Nonetheless, the phenotypic data in 786-O cells are consistent with the observed genetics of human ccRCC which show that KDM5C mutation is almost always associated with a signature of low Y chromosome gene expression, suggestive of loss of the Y chromosome. By inference from 786-O cells, loss of the Y chromosome and KDM5D function may represent a barrier to further tumour evolution, which can be alleviated by KDM5C mutation, or vice versa. It will be important in future studies to investigate whether similar relationships between KDM5C and KDM5D mutations are observed in other male ccRCC cell lines that do not harbour KDM5C mutation and/or Y chromosome loss. It will also be interesting to determine whether complete loss of the Y chromosome is equivalent to KDM5D mutation, keeping in mind that the Y chromosome also harbours additional tumour suppressors such as KDM6C, the homologue of the EXITS tumour suppressor gene KDM6A which is mutated in rare cases of ccRCC1. We also note that the majority of ccRCC tumours with the Y chromosome loss gene expression signature do not harbour KDM5C mutations, arguing that there might be other mutations or cellular states that cooperate with the loss of the Y chromosome to permit or promote tumour evolution. However, our analyses of TCGA data revealed that there is no enrichment for other commonly recurrent ccRCC-specific gene mutations, including PBRM1, BAP1, SETD2, ARID1A, TP53, PTEN or MTOR in Y chromosome-deficient ccRCCs (data not shown).

Finally, this study highlights that there may be fundamental genetic differences between ccRCCs in men and in women and contributes to the growing understanding that Y chromosome loss is not just a bystander event during the formation of many different tumour types in men, but rather contributes in different ways to the evolution and pathology of these diseases, as well as to sex-specific differences in tumour incidence and biology17,32,33. For example, in bladder cancer, Y chromosome loss contributes to tumour immune evasion23 while in colorectal carcinoma, upregulation of KDM5D expression alters cell adhesion, antigen presentation and anti-tumour immunity, accounting for differences between male and female tumours34. These studies implicate Y chromosome status in crosstalk between tumour cells and immune cells. In this context it is notable that several genes involved in the interferon response are upregulated in KDM5D mutant 786-O cells, potentially reflecting activation of the STING-mediated immune response. STING activation induces the expression of several cytokines which can lead to the recruitment of different types of immune cells. Notably, KDM5C co-mutation abrogates the upregulation of the interferon-responsive genes in KDM5D mutant cells.
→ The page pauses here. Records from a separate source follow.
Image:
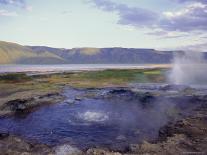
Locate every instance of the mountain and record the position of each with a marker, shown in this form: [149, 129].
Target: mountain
[11, 53]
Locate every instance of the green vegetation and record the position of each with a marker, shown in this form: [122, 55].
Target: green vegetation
[19, 85]
[14, 77]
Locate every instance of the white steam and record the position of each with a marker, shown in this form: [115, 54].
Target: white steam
[189, 68]
[93, 116]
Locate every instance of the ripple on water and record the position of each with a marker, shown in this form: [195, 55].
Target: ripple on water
[93, 116]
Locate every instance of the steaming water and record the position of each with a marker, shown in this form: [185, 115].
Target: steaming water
[92, 122]
[189, 68]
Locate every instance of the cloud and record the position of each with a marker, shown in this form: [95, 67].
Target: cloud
[17, 3]
[133, 16]
[202, 47]
[192, 17]
[7, 13]
[184, 1]
[13, 2]
[167, 34]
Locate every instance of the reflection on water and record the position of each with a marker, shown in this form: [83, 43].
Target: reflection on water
[92, 122]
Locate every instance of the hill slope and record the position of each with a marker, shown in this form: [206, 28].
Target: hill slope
[11, 53]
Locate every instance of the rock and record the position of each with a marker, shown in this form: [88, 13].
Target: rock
[17, 105]
[4, 135]
[69, 101]
[67, 150]
[101, 152]
[146, 97]
[78, 98]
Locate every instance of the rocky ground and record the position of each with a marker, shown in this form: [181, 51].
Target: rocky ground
[186, 136]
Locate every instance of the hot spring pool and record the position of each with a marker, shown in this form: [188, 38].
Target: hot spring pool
[113, 122]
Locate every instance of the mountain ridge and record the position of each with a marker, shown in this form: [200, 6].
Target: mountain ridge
[12, 53]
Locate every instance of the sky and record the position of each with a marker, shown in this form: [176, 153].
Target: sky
[158, 24]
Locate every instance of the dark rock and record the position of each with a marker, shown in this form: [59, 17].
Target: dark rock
[17, 105]
[3, 135]
[146, 97]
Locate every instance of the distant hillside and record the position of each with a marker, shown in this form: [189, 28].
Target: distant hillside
[11, 53]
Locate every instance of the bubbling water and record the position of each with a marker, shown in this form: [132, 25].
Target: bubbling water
[93, 116]
[189, 68]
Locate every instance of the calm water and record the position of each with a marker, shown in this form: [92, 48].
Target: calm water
[92, 122]
[69, 67]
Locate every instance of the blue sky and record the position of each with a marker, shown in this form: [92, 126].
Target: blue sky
[159, 24]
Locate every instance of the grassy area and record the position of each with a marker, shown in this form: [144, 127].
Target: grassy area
[13, 86]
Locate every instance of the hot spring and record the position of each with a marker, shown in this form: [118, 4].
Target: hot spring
[103, 118]
[189, 68]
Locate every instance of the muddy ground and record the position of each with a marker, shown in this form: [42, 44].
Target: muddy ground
[186, 136]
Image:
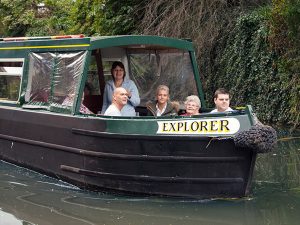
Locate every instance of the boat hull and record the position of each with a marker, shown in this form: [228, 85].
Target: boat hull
[80, 151]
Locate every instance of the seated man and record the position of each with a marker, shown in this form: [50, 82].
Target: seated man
[162, 106]
[222, 101]
[119, 100]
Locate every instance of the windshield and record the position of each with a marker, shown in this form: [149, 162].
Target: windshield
[151, 68]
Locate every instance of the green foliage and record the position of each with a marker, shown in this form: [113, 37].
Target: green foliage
[257, 73]
[27, 18]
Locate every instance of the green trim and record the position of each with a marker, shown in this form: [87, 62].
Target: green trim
[43, 47]
[111, 41]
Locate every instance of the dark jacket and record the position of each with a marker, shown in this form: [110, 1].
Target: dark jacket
[171, 109]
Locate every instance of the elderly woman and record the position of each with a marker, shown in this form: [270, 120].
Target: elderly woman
[192, 105]
[118, 80]
[162, 106]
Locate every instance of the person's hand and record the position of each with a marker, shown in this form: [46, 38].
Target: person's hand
[128, 93]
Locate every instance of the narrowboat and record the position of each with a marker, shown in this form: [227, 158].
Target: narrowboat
[179, 156]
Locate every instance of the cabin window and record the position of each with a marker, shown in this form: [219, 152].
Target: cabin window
[10, 79]
[172, 67]
[54, 78]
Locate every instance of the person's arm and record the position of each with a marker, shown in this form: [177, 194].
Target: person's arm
[135, 98]
[105, 100]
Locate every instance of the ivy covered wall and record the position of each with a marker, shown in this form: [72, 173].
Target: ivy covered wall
[260, 69]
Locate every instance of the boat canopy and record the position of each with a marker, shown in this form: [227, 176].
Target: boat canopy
[51, 73]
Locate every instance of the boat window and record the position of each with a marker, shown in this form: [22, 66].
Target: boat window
[150, 68]
[10, 79]
[53, 78]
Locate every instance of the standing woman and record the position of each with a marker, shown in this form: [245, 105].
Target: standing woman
[118, 80]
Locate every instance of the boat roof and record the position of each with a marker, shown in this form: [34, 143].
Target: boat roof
[76, 42]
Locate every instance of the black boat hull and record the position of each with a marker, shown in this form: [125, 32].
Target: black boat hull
[80, 151]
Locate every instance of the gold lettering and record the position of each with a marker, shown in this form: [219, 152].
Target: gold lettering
[224, 124]
[203, 125]
[192, 126]
[172, 128]
[180, 125]
[213, 125]
[165, 127]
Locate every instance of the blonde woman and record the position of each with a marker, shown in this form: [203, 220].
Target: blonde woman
[192, 105]
[162, 106]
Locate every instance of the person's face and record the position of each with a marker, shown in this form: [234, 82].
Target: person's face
[118, 73]
[121, 97]
[222, 102]
[162, 97]
[192, 108]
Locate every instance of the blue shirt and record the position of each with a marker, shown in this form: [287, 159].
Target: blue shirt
[128, 109]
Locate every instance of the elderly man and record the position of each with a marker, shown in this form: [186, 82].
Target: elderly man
[222, 101]
[119, 100]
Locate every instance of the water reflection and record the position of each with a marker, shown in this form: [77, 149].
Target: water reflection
[30, 198]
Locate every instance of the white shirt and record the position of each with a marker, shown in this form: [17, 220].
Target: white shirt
[112, 110]
[158, 112]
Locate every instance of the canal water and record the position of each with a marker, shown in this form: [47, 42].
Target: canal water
[28, 198]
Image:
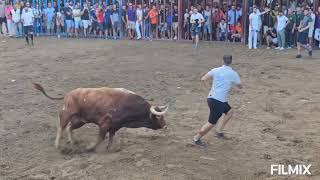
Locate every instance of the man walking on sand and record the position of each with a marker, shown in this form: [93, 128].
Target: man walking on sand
[223, 79]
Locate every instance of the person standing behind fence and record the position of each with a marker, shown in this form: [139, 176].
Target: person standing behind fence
[139, 17]
[2, 17]
[69, 18]
[254, 27]
[146, 22]
[207, 25]
[303, 31]
[153, 15]
[85, 19]
[168, 23]
[59, 22]
[37, 18]
[107, 22]
[100, 21]
[311, 29]
[115, 21]
[131, 18]
[282, 22]
[27, 18]
[10, 24]
[196, 20]
[124, 24]
[16, 19]
[317, 27]
[49, 14]
[175, 22]
[77, 19]
[233, 17]
[186, 20]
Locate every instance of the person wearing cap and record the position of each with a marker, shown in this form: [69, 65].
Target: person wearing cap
[223, 79]
[131, 18]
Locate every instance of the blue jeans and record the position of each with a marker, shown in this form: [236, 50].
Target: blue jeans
[36, 27]
[147, 30]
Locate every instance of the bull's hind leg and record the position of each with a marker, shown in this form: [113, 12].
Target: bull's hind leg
[59, 134]
[74, 124]
[104, 127]
[65, 118]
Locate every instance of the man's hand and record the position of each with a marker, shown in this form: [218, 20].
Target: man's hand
[204, 80]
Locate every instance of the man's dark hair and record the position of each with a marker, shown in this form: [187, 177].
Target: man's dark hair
[227, 59]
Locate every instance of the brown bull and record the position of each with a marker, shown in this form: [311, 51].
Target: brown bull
[109, 108]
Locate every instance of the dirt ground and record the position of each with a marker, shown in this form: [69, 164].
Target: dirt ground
[276, 119]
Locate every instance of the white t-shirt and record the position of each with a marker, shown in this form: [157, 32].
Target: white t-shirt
[255, 18]
[224, 78]
[16, 15]
[196, 16]
[282, 20]
[27, 17]
[76, 14]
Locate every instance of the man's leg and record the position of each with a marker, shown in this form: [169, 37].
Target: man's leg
[203, 131]
[250, 39]
[255, 36]
[223, 121]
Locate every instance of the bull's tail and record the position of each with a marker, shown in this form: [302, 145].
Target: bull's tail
[40, 88]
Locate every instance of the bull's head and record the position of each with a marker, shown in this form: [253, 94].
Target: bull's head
[156, 116]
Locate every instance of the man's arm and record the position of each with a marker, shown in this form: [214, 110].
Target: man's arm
[266, 11]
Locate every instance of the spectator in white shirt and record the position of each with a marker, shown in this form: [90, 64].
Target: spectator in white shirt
[196, 20]
[254, 27]
[16, 18]
[282, 22]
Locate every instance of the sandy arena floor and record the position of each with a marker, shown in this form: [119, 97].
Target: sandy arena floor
[276, 114]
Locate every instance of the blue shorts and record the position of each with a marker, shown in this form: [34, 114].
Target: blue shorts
[69, 24]
[77, 24]
[217, 108]
[49, 25]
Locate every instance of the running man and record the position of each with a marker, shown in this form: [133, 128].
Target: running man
[27, 18]
[196, 20]
[223, 79]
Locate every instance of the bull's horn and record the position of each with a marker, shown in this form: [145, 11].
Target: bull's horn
[164, 109]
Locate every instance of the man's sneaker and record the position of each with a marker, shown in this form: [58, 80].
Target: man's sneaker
[220, 134]
[199, 143]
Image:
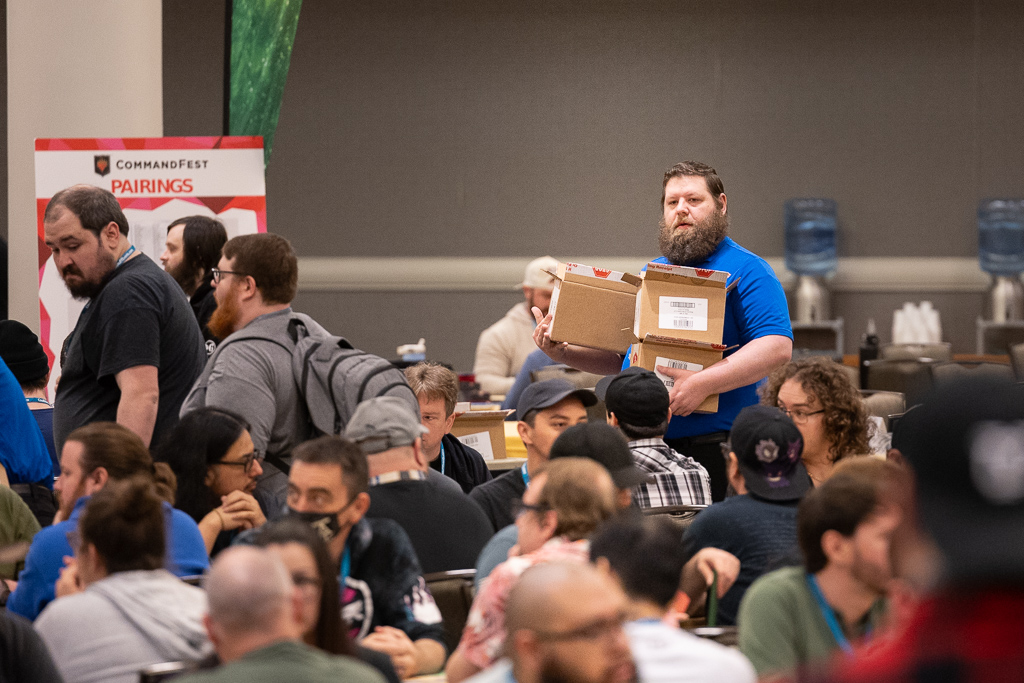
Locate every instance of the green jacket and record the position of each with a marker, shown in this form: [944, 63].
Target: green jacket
[288, 660]
[781, 627]
[16, 524]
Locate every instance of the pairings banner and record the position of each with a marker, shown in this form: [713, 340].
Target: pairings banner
[157, 180]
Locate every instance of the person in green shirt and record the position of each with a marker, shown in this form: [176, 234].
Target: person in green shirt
[17, 524]
[801, 616]
[256, 627]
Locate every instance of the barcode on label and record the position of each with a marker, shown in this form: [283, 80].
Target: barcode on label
[677, 365]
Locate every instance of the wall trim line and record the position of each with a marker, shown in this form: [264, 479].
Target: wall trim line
[466, 273]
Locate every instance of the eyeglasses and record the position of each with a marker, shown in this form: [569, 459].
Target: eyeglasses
[518, 508]
[246, 463]
[800, 417]
[604, 629]
[218, 273]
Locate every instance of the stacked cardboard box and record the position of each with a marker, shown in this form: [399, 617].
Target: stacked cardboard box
[481, 429]
[679, 319]
[593, 307]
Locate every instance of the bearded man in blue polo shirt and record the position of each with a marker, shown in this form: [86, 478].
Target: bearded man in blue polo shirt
[693, 232]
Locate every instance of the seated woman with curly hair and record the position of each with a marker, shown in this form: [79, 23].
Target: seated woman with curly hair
[826, 409]
[212, 455]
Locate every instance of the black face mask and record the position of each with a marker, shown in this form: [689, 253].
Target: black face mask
[325, 523]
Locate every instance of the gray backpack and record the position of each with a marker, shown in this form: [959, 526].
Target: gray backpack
[334, 378]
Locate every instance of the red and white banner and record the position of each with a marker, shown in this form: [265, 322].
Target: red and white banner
[157, 180]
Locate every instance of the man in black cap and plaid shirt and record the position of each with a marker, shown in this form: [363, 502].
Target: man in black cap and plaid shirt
[638, 403]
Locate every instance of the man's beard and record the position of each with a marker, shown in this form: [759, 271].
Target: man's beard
[186, 275]
[224, 316]
[87, 289]
[553, 671]
[692, 245]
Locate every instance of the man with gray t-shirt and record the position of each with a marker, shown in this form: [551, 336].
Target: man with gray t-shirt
[250, 373]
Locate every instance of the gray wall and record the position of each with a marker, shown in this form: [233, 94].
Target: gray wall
[486, 128]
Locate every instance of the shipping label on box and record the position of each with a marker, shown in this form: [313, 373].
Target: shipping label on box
[483, 431]
[593, 307]
[656, 350]
[681, 302]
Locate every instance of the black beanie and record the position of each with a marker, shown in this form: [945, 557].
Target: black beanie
[20, 349]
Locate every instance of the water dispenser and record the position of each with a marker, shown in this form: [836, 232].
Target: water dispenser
[811, 253]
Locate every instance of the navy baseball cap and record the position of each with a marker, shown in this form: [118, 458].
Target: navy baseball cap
[540, 395]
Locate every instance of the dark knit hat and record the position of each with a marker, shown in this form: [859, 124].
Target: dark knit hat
[20, 349]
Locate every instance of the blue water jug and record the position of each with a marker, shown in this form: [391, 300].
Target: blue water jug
[810, 236]
[1000, 237]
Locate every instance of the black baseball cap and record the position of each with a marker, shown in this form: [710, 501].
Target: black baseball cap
[768, 449]
[540, 395]
[966, 445]
[602, 443]
[636, 396]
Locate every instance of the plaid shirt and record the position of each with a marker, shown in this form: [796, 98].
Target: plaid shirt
[964, 636]
[677, 479]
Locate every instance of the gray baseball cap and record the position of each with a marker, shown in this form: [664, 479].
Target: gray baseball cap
[384, 423]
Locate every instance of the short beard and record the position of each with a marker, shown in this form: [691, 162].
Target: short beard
[694, 244]
[224, 317]
[553, 671]
[88, 289]
[186, 275]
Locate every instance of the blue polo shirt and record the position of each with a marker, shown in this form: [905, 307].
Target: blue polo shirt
[756, 307]
[185, 557]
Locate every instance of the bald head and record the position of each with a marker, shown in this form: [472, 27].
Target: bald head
[564, 622]
[249, 590]
[547, 591]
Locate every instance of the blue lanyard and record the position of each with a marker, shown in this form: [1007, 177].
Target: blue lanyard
[346, 561]
[829, 614]
[124, 257]
[121, 260]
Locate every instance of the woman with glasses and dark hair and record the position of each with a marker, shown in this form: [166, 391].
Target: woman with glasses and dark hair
[212, 455]
[308, 560]
[826, 409]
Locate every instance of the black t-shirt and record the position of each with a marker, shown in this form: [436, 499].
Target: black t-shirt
[496, 498]
[23, 653]
[462, 463]
[448, 529]
[140, 317]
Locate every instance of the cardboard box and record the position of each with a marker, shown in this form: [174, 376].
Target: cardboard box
[593, 307]
[681, 302]
[656, 350]
[482, 430]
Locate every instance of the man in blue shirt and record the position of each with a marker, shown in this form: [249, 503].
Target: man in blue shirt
[693, 227]
[92, 456]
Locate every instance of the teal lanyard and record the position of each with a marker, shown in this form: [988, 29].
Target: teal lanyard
[829, 615]
[346, 561]
[121, 260]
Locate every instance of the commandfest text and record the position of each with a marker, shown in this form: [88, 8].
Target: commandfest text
[155, 185]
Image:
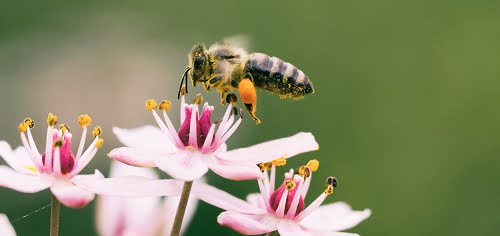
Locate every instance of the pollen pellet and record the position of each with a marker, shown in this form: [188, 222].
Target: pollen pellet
[304, 171]
[97, 131]
[198, 99]
[151, 104]
[22, 127]
[165, 105]
[279, 162]
[313, 165]
[99, 143]
[290, 185]
[30, 122]
[52, 120]
[84, 120]
[64, 128]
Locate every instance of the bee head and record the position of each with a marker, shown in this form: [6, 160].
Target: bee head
[199, 61]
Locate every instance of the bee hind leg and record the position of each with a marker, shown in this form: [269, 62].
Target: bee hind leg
[248, 95]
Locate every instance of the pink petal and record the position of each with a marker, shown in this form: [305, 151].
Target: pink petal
[71, 195]
[146, 137]
[18, 159]
[135, 157]
[129, 186]
[223, 200]
[6, 228]
[271, 150]
[130, 216]
[234, 170]
[22, 182]
[337, 216]
[186, 165]
[255, 199]
[246, 224]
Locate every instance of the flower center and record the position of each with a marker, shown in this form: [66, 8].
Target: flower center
[291, 186]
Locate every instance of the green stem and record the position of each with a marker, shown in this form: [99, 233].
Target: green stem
[181, 209]
[54, 216]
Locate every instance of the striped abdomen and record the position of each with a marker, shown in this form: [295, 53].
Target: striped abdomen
[275, 75]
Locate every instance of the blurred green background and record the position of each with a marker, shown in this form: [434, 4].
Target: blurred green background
[405, 110]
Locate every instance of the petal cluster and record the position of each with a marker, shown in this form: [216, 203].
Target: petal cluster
[30, 171]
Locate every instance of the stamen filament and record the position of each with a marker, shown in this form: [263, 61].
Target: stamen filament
[82, 144]
[31, 154]
[280, 211]
[228, 134]
[264, 194]
[48, 149]
[56, 169]
[171, 129]
[193, 132]
[208, 140]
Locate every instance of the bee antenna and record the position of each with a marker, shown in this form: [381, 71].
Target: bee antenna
[183, 80]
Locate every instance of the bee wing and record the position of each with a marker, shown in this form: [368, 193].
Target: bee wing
[238, 40]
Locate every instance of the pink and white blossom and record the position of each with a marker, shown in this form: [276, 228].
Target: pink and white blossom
[6, 228]
[199, 144]
[31, 171]
[283, 209]
[147, 216]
Given that advanced ccRCC tumours are treated with immune checkpoint therapies, it will be important to further characterise the consequences of loss of the Y chromosome and mutation of KDM5C in the context of male ccRCC tumour evolution and tumour cell interactions with the immune system to determine if these different types of genetic alterations may shape the tumour immune microenvironment. In addition to analyses of human ccRCC tumours segregated based on Y chromosome and KDM5C mutation status, functional experiments introducing Kdm5c and Kdm5d mutations into mouse autochthonous ccRCC models could be informative.

Methods

Cell culture

Cell lines used in this study were 786-O (ATCC), 769-P (ATCC), A498 (ATCC), RCC4 (ECACC), SLR22 (from Holger Moch, University Hospital Zurich) and human primary RPTEC (ATCC). Cell lines were cultured in DMEM (Gibco) + 10% FCS (Sigma) + 1% Penicillin/Streptomycin (Gibco). Cell lines were routinely checked for mycoplasma contamination using PCR and their identities were validated by STS mapping and by exome sequencing and comparison of mutational profiles with public databases. MuLE lentiviruses expressing sgRNAs, spCas9 and either PuroR or NeoR were cloned and used to infect cells as previously described in ref. 21. sgRNA sequences (5’–3’) were sgCtrl (GTCATGTCACTTATCAAGTC), sgKDM5C #4 (Exon 8, CTGCCGGATGTGTTCTCGAG), sgKDM5C #5 (Exon 8, GTCTGCCGGATGTGTTCTCG), sgKDM5D #2 (Exon 2, TCAAAAACCGGGCACTCCGG), sgKDM5D#4 (Exon 4, CCATCTGCAAGGATCGTCGG).

Western blotting

The following antibodies were used: anti-KDM5C (Bethyl Laboratories, A301-034A), anti-KDM5D (Bethyl Laboratories, A301-751), and anti-Vinculin (abcam, ab129002).

Proliferation assay

Cells were plated at a density of 500 cells per well, in a 96-well plate, in 6 individual plates. After every second day, the medium of the plates was changed. All plates were subsequently (each 24 h after plating) fixed with 0.1% crystal violet (Sigma-Aldrich) plus 20% EtOH (SAV liquid production GmbH) in H2O for 12 min. Plates were rinsed three times with tap water and air-dried. All fixed and stained plates were resuspended with 0.5% Triton X-100 (Sigma-Aldrich) in 50% EtOH (SAV liquid production GmbH) and the absorbance was measured using Spark 10 M microplate reader (Tecan).

Soft agar assay

A 2% low melting agarose (Sigma-Aldrich) bottom layer was diluted in a complete growth medium and plated, 5 × 104 cells per well were diluted 1:1 in 0.4% low melting agarose in H2O. This mixture was added to the 2% bottom layer and allowed to solidify at room temperature for 30 min. Five hundred microliter medium was added on top to prevent matrix drying. The medium was changed every 72 h. After 4 weeks colonies were stained using 1 mg/mL Iodonitrotetrazoliumchloride (INT, Sigma-Aldrich) in DMSO (Sigma-Aldrich). INT solution was diluted 1:10 in complete growth medium and 500 µL were added to each well. Plates were incubated at 37 °C for around 18 h. Each individual well was documented via a stereo microscope (Zeiss) and visible colonies were counted manually.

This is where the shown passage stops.